In other words, ask for a lot and back off.
And make sure to use an odd number. According to Columbia University Business School Professor Malia Mason, “Using a precise number signals that you have more knowledge about the value of the goods being negotiated.”
Use multiple psychological principles to strengthen your negotiations (examples include: commitment and consistency, reciprocation, scarcity, and social proof).
You can use commitment and consistency bias after the collection agency agrees to a settlement amount. Then you add, “But part of the deal must include removal of the debt from my credit report.” Finally, you can use social proof to enforce your argument by illustrating hundreds of other complaints online about the same situation.
Express to the collection agency that a family member offered to loan you some money, using the scarcity psychological principle. You only have a certain amount of money available, and the collection agency can either accept and get it or reject the offer and not get it. You can tell the collection agency that you will be forced to file for bankruptcy if they reject your offer.
Tips on How to Negotiate and Settle a Debt Before Court (Video)
Use Odd Numbers:
Don’t use a round number when negotiating. Instead, use an odd number when making an offer, such as “I’m willing to offer you a lump-sum payment of $12,399.08 as payment in full.”
Using an odd number shows you’ve carefully calculated your offer.
Debt collection agencies are trained to exploit and take advantage of your emotions.
Hide any emotions you feel, like fear, excitement, and anger. Meditate before you start negotiating.
The counteroffer in negotiations:
The collection agency may reject your first offer and make a counteroffer for a settlement of 70%-85% or even 50%-70% of the balance. So don’t accept this offer right away.
Let the collection agency know; you don’t have the funds available to settle the debt at 50%-70% of the balance. Remind them you’re borrowing these funds from a family member to fund the settlement due to your limited income.
Instead, you could ask for a few days to check with family members to see if you can come up with more money. Then come back at them with a higher offer (but lower than what they’re offering), again using an odd number.
Note: If you agree to a deal, GET EVERYTHING IN WRITING.
A debt settlement plan over monthly payments:
You could accept a higher settlement if the collection agency is willing to do the settlement over a certain number of monthly payments.
For example, you may accept six monthly payments of $5,000 to settle a $50,000 debt, but you don’t have the funds to pay it all at once.
The faster you pay the debt, the better the settlement offer.

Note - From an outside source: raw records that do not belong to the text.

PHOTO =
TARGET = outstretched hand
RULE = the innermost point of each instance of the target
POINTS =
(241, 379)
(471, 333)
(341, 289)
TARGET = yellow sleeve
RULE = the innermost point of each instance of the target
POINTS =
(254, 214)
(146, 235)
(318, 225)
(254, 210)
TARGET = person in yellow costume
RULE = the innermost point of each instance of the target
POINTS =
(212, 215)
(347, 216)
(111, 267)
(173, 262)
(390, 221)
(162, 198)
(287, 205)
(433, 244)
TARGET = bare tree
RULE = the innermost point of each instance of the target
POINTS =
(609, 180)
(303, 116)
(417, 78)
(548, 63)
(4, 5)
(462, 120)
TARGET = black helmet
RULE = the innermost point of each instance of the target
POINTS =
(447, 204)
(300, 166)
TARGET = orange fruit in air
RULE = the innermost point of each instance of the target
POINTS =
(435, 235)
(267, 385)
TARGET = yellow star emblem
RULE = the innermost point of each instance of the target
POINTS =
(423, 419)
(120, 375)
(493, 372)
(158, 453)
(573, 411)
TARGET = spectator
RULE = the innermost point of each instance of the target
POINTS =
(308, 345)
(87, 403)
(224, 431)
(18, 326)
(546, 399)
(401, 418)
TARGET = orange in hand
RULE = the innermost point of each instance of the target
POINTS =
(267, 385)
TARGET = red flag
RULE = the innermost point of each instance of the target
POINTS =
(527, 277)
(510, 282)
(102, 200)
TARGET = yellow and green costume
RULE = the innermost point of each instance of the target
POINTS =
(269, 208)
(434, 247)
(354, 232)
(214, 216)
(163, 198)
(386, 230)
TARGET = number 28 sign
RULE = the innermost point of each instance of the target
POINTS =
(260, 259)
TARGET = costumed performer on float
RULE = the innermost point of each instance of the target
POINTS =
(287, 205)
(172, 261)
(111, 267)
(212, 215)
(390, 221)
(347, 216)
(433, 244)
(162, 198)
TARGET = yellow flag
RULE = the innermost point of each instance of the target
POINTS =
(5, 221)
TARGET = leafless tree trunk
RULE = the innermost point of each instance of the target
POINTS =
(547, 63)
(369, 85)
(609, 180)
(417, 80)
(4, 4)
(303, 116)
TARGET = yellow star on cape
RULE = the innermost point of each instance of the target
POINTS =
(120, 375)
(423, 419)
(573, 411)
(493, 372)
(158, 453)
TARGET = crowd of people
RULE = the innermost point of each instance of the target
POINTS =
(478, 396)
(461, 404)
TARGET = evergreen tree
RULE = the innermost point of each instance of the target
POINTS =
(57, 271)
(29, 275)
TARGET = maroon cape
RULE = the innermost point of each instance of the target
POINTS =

Settle a summons for less and request the removal of the debt from your credit report:
Make sure part of the deal is to remove the debt from your credit report because your credit score won’t improve otherwise.
Debt collection companies often don’t want to remove the debt from your credit report because that’s extra work.
Perhaps, worst-case scenario, they will agree not to respond if you dispute the debt from your credit report, automatically resulting in the removal of the debt collection account from your credit. Check out this blog post next to learn how to dispute a debt from your credit report.
Can creditors get a default judgment and freeze funds over credit card debt?
After a creditor gets a default judgment, they can freeze your bank account, take your property or garnish your wages, which is your worst outcome. On top of that, judgments on your credit report destroy your credit score and creditworthiness and can remain on credit reports for up to twenty years.
I am not an attorney, and each state has its own laws. Contact an attorney licensed to practice law in your state for legal advice.